If the issue is not remedied in this time period, the next step is for the landlord/management to file for an actual eviction through the local court system. Once this filing is done, the tenant will receive a notice from the court that they've been filed against. They have a certain number of days (these will vary from state to state) to respond to the court about this notice. If they fail to do this the judgement for eviction will go to the landlord. If they answer the court, a hearing will be set up and both sides can argue their case on whether or not the eviction should occur.
Until this judgement has been granted, the landlord CANNOT change locks, toss out the tenants personal property, etc.. If they do this this is considered to be an "illegal" eviction.
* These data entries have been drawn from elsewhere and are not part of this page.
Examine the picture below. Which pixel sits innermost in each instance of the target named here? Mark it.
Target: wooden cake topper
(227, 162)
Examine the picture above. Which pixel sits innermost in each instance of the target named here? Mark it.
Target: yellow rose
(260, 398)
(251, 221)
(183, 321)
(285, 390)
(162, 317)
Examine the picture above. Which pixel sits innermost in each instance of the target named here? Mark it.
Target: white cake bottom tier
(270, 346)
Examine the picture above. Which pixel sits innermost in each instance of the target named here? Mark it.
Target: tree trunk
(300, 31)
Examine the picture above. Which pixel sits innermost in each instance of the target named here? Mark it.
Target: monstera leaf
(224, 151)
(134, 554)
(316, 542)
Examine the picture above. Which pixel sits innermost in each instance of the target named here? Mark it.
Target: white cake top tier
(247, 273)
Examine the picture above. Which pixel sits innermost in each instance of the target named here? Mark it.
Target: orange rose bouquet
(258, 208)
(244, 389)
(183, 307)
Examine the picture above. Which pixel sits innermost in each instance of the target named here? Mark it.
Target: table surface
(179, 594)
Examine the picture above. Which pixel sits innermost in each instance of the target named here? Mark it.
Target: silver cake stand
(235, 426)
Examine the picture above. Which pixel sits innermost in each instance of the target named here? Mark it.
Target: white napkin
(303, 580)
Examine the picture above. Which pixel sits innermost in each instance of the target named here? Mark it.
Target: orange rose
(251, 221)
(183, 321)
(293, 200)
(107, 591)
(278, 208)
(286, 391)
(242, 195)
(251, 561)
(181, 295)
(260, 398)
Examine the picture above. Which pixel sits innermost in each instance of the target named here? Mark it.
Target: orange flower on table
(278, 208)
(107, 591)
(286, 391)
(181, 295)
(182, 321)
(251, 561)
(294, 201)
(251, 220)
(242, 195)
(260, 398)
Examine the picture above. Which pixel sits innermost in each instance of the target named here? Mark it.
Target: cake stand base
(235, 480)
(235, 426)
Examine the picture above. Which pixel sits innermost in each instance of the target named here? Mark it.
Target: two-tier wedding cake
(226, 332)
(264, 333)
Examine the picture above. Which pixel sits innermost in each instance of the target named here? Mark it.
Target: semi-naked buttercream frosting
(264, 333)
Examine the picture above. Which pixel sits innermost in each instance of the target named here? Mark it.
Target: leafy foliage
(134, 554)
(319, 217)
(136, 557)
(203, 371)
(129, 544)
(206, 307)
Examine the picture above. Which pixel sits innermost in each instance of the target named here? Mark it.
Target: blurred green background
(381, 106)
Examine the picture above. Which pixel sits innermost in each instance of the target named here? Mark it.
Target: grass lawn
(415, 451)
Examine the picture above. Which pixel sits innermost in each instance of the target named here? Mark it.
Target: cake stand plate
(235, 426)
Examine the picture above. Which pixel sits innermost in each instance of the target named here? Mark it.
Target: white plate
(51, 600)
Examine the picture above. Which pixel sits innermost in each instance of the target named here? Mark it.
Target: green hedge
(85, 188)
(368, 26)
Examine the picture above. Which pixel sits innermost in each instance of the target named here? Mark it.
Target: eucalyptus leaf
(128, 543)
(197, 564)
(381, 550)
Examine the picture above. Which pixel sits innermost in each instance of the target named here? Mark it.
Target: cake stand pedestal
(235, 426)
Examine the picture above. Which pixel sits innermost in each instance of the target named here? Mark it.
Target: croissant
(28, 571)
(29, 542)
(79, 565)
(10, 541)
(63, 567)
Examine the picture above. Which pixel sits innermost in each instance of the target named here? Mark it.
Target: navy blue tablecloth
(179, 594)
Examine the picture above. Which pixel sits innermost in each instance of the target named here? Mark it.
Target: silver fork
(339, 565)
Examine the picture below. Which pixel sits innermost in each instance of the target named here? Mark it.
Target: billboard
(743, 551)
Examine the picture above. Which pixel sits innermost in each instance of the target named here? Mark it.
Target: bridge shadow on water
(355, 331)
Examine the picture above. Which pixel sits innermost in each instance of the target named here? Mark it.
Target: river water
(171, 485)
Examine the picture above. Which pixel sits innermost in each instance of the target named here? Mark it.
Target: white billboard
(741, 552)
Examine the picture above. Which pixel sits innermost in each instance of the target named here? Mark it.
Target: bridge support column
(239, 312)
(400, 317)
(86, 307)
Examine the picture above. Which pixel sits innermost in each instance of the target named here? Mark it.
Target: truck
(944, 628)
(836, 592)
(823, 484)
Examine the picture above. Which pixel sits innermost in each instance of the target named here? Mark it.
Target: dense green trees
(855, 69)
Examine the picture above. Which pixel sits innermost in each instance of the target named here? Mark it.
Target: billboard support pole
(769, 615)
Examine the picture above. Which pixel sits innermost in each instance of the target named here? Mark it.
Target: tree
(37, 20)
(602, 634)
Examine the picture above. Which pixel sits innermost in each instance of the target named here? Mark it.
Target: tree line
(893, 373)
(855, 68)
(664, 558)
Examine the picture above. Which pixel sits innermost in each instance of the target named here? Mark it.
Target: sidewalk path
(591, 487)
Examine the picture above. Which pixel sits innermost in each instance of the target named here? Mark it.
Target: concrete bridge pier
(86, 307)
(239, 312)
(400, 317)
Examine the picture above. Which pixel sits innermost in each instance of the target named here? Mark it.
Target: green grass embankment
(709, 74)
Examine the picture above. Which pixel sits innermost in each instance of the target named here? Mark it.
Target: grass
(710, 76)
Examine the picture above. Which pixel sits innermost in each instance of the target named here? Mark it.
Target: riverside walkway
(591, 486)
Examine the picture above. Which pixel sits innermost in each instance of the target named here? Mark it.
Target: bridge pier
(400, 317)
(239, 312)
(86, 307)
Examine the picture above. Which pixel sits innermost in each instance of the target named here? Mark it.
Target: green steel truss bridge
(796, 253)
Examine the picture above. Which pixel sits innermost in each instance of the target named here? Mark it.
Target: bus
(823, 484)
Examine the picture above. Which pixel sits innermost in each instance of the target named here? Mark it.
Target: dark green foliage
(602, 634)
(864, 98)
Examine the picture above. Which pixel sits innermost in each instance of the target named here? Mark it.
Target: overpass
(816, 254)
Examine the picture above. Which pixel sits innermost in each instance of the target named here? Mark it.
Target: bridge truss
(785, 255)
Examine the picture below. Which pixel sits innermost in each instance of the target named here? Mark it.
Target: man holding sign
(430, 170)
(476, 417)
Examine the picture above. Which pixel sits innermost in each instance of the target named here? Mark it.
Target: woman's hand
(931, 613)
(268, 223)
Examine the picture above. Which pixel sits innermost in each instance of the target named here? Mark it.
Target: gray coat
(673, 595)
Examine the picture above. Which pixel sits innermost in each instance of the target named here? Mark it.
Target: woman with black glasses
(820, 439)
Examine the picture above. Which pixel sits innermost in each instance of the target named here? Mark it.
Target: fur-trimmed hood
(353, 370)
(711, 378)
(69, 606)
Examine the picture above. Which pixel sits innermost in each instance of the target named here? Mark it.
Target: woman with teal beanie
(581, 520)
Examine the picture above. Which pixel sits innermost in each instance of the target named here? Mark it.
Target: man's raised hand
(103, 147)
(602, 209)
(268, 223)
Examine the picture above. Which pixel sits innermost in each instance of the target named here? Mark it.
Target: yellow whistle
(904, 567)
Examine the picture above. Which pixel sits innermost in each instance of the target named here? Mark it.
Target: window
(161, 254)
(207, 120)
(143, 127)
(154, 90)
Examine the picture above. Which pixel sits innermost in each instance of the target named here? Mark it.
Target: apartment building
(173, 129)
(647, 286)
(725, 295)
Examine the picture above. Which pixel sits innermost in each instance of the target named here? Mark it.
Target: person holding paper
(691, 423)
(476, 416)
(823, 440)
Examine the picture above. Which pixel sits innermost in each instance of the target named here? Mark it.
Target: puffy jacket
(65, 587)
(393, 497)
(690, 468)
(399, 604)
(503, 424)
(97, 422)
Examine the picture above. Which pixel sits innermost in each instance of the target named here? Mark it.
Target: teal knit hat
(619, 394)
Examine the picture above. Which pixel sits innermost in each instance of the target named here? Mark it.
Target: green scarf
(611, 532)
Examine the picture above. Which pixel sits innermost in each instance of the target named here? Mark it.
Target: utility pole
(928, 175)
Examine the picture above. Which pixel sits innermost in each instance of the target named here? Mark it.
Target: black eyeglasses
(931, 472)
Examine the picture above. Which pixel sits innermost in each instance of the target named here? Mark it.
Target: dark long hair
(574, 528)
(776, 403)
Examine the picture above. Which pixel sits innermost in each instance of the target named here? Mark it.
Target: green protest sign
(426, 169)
Because it costs to file, I suspect that there are some landlords who skip this step and do what your landlord seems to have done; simply gone ahead and changed the locks, hoping that the tenant will not realize this is illegal without a court order that grants the eviction.
You indicated that you received a phone call (not a letter) on December 12 regarding the matter of owed rent. If I were you, I'd do nothing until I received something in writing regarding this matter.
IF what you receive comes directly from the court, it will list when this hearing will take place and you need to be present then to make certain the judge hears that a legal eviction never took place.
As a part-time landlord, I don't like to see tenants skipping out on paying owed rent but I also don't like to hear of landlords doing illegal evictions (and I suspect these occur all too frequently).